An amendment to an anti-terror bill to designate individuals as "terrorists" was passed in parliament today, with 147 votes in its favour and 42 against it. "Terrorism has no religion, terrorists are against humanity; all should support stringent laws against it," Home Minister Amit Shah said before voting on the bill began.

The Unlawful Activities (Prevention) Amendment Bill was already passed by the Lok Sabha on July 24.

Seeking to address the opposition's concerns that the amended law could be misused, the Home Minister said a four-level scrutiny has been provided in the amendment to ensure human rights are not violated.

"It is important to designate individuals as terrorists as they start new organisations once an outfit is banned," said Mr Shah.

Congress leader P Chidambaram said that the provision violated individual liberty.

"Let me caution you, the government, that it will be struck down. Instead of listening to us here and making the necessary correction, you are forcing us to go about a kilometre away to another building (Supreme Court) and (ask) another set of individuals to strike it down. How does it raise the esteem of Parliament?
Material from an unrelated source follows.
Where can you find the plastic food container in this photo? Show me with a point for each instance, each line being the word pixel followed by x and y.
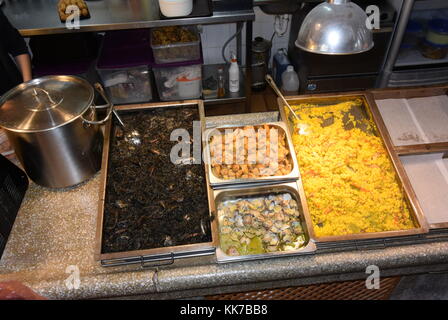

"We are doing something which is hopelessly unconstitutional," the former Union Minister said, adding the bill should be sent to a select committee.

The amended bill went through after the Rajya Sabha rejected an opposition-backed motion to send it to a select committee.
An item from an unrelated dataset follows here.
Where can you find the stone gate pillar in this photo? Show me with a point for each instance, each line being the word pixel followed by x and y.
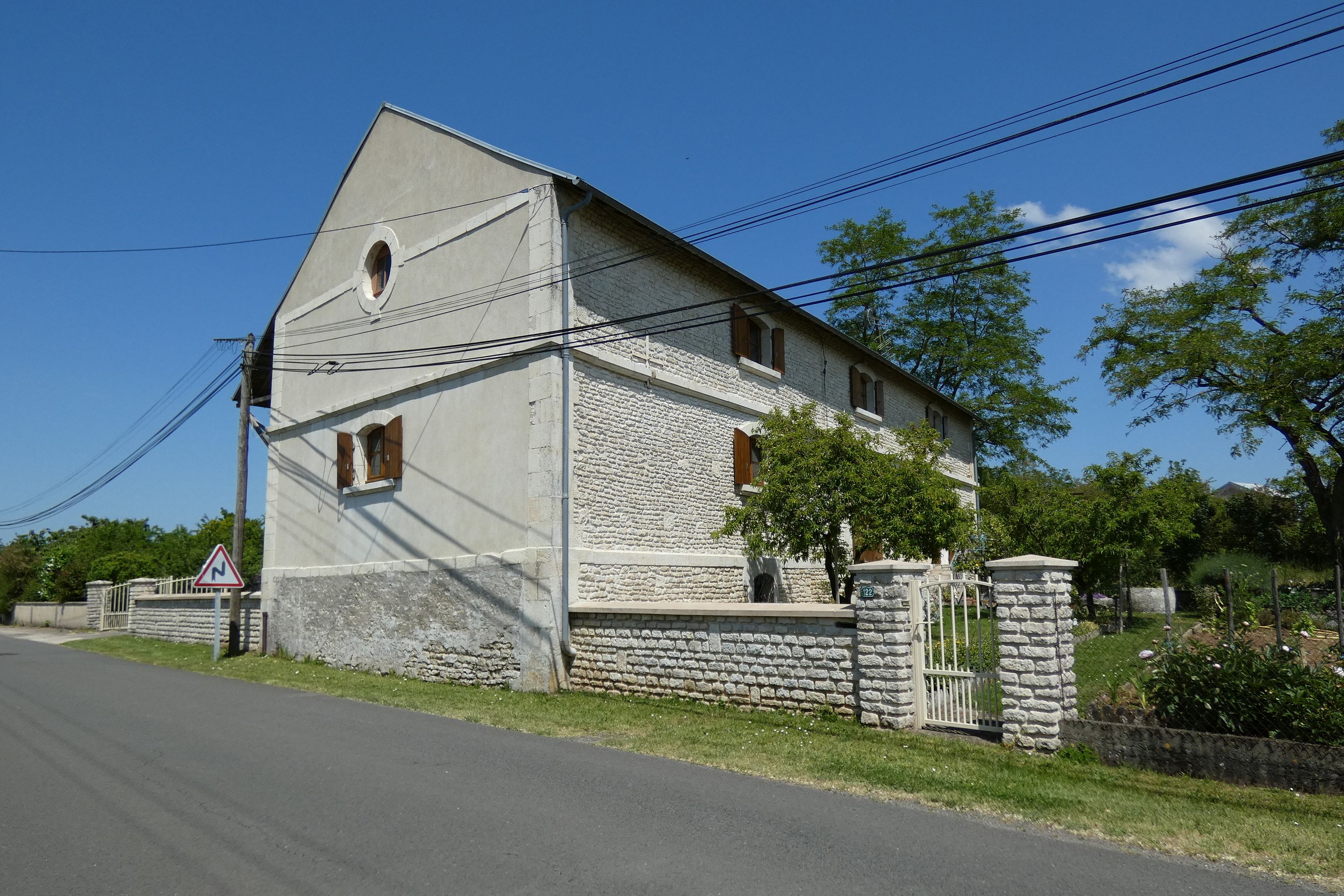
pixel 95 593
pixel 883 591
pixel 1035 648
Individuals designated as terrorists can appeal to the Union Home Secretary, who will have to dispose of the plea within 45 days. In addition to this, they can also approach a review committee comprising a sitting or retired judge and at least two retired secretaries of the government.
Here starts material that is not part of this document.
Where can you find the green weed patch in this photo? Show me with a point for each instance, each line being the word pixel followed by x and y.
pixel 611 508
During the last debate in the Lok Sabha, several opposition leaders, including the Trinamool Congress's Mahua Moitra, had objected to the changes in the law saying it could be misused to target individuals and may disturb the federal structure of the country.

Under the new UAPA amendments, the government can impose a travel ban on individuals who have been designated as "terrorists" and seize their properties. The law is in conformity with United Nations conventions as well as international standards. "...There's a need for a provision to declare an individual as a terrorist. The UN has a procedure for it, the US has it, even Pakistan has it, China, Israel, European Union... Everyone has done it," Mr Shah had said in the Lok Sabha last month.

Global terrorists Masood Azhar and Hafiz Saeed will be the first two to be banned as individuals in India after the UAPA amendments are notified by the government. While Hafiz Saeed was the brains behind the 2008 Mumbai terror attacks, Masood Azhar was responsible for the recent Pulwama attack as well as the 2001 attack on parliament.